You say players with a higher FT% shoot fewer FTs, and players with a lower FT% shoot fewer FTs. Not true. Great FT shooters have great FT% whether they take 100 FTs or 400 FTs.

This year, Jose Calderon made 151 of 154 FT attempts, a whopping 98%. The 2007 champ made 130 of 140. 2006 champ made 119 of 130. 2005 champ made 250 of 268. 2005 champ made 394 of 425. There is no correlation between FT% based on quantity of attempts alone.

Karl Malone and Moses Malone are #1 and #2 in career FT attempts, and they shot 74% and 76% respectively in their careers. All-time #3 (Shaq) and #4 (Wilt) shot 51% and 53% respectively. So, no clear correlation between FT quantity and FT%.

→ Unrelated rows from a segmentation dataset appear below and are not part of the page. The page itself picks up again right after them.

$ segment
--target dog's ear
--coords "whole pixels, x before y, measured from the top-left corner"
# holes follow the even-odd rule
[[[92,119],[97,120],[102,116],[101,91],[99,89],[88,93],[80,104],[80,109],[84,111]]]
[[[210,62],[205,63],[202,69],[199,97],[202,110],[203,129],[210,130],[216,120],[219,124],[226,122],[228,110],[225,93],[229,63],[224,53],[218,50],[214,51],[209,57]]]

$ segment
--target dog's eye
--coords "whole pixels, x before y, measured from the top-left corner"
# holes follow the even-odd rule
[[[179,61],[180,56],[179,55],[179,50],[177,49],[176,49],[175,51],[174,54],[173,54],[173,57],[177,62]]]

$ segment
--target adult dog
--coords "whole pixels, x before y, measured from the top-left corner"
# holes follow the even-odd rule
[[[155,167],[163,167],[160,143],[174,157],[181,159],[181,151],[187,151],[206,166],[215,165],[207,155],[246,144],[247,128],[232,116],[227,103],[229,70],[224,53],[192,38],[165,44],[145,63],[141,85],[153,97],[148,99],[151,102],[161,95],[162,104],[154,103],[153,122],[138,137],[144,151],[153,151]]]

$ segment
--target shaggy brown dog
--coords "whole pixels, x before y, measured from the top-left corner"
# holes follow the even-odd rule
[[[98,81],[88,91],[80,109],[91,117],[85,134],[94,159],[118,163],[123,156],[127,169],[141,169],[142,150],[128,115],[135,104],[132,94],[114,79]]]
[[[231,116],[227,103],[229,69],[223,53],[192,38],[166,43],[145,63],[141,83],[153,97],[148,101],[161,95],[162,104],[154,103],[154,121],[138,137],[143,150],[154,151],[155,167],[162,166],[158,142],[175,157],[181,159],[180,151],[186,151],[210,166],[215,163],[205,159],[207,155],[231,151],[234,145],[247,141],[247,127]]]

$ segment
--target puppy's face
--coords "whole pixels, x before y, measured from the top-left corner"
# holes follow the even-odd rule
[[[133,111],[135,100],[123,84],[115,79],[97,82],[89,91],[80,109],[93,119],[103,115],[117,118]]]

One thing is clear. If you play regularly and score a lot of points, you will get a lot of FT attempts. Whether you are good at making the FTs (Reggie Miller) or not (Shaq) is unrelated.

Joe A.

@ -a
This is where statistical analysis gets interesting- so much of it is in the interpretation.
I was thinking the exact opposite thing of what you said (and was mentioned in the original article and by Tony above). More teams means a dilution of average skill due to needing more players. The selection of NBA players isn't random- it's based on skill. If the league was smaller, the worst players would be the first to get cut- the players wouldn't get cut randomly. Now the best players might not necessarily be the best free throw shooters, so that complicates the argument a bit...

T-Bill

Can we put Ashley in a position of high authority in the federal government and get some reality-based process at work for all of us?